That involves bringing within the conception something capable of being framed,
devised or formed. Those are not words which are usually or conveniently
applied to what at the end of the day is intended to be a field, with some
trees in it, with a lightly domed contour.

The next
alternative offered is ‘erection, building’. That seems to me to be the one
which is most convenient to import into this section to give it the natural
meaning that one would expect; and that is very much what the learned judge has
adopted, slightly extending the ordinary conception of ‘erection’ or ‘building’
to works built upon the land, even though themselves not often or conveniently
described as a building, such as a concrete platform or a road.

Then one has a
rather more abstract conception: ‘the art or science of constructing; the
manner in which a thing is constructed or formed’. It is the ‘work of
construction’ which is under consideration as a composite phrase and, as
counsel says — I think rightly — one is entitled to assist oneself with the
interpretation of that phrase by looking at the definition of the word
‘construct’, because the work of construction is really the work which is done
when one constructs.

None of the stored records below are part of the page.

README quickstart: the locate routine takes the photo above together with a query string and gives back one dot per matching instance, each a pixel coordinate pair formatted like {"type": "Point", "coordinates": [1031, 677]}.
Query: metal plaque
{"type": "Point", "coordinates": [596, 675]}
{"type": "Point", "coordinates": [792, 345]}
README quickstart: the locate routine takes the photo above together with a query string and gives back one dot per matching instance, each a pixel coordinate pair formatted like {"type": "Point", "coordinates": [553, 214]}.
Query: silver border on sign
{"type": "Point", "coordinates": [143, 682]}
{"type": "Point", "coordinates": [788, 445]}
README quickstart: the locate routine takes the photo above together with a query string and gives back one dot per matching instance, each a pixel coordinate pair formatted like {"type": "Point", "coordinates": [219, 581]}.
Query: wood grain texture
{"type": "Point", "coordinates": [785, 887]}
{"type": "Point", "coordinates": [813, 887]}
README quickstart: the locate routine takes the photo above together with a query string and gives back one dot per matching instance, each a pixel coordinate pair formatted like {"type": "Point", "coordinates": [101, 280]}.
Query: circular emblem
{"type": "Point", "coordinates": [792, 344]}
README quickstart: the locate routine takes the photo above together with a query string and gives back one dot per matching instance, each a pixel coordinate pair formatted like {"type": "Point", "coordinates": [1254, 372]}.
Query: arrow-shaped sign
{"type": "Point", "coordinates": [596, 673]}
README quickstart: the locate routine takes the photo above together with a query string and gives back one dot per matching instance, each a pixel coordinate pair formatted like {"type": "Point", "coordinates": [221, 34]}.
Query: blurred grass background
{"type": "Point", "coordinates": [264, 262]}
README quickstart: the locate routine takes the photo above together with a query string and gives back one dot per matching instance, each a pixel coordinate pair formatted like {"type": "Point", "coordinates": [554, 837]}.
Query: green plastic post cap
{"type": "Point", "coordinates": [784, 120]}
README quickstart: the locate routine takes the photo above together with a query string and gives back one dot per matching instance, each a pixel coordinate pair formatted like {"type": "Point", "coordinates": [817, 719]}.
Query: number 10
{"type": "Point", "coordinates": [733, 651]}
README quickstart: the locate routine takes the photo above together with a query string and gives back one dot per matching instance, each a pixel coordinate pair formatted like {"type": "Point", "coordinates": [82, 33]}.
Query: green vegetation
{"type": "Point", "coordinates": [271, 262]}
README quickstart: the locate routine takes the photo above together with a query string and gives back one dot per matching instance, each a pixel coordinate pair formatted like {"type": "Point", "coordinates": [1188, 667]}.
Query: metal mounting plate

If one looks at that, what does one find? — ‘to
make or form by fitting the parts together; to frame, build’, again more
conveniently used to describe the bringing into existence of some structure
than the altering of the shape or, to some extent, the composition of a field.

Chambers’
Dictionary
throws up very much the same sort of
result. Under ‘construction’ one has: ‘the act of constructing anything piled
together; building’; and the word ‘construct’ is: ‘to build up; to compile; to
put together the parts of; to make; to compose’. If one said ‘What is it that
the county council intends to construct?’, what would the answer be? For my
part, I think it would be that they do not intend to construct anything; they
are merely altering, by putting waste in the middle and some topsoil and grass
on the top, the shape of it, and giving a slightly new composition to this
field. But for them to say ‘We intend to construct a domed field with some
trees’ seems to me to be language of a most artificial kind.

When one reads
— there is not very much to read — the authorities, it seems to me the learned
judge was right in relying on what Diplock LJ said in the case of Housleys
Ltd
v Bloomer-Holt Ltd [1966] 1 WLR 1244, in the Court of Appeal, as
being helpful to his act of interpretation. It seems to me that if a field
which is unaffected by the erection of any structure or building is incapable
of being reconstructed because it does not itself represent a construction, one
has a valuable clue to the meaning of the phrase, because it would be an
extremely artificial and capricious result, if the opposite would obtain, if
that field had happened to be deliberately seeded with grass seed, or had been
ploughed and sown with some other crop. If one is to take as the proper
interpretation of ‘construction’ the act of putting things together, or to use
the word ‘construct’ as a verb to describe putting things together, one has an
entirely speculative result in distinguishing between two things which are not
inherently different for the purpose of construing a workaday statute; and
that, in my view, would be a wrong way to construe it. Nor would that be helped
if one added to the conceptual definition the requirement that there should be
a plan or design to work to, because if one envisages a case in which land is
turned over and planted with a pasture crop, or something similar, in order to
conform to what is thought to be an amenable landscape effect, taken in
conjunction with the neighbouring hedges and trees, the result is merely
speculative and no less capricious.

I would
dismiss this appeal.

SHELDON J
agreed and did not add anything.

The appeal
was dismissed with costs. Leave to appeal to the House of Lords was refused.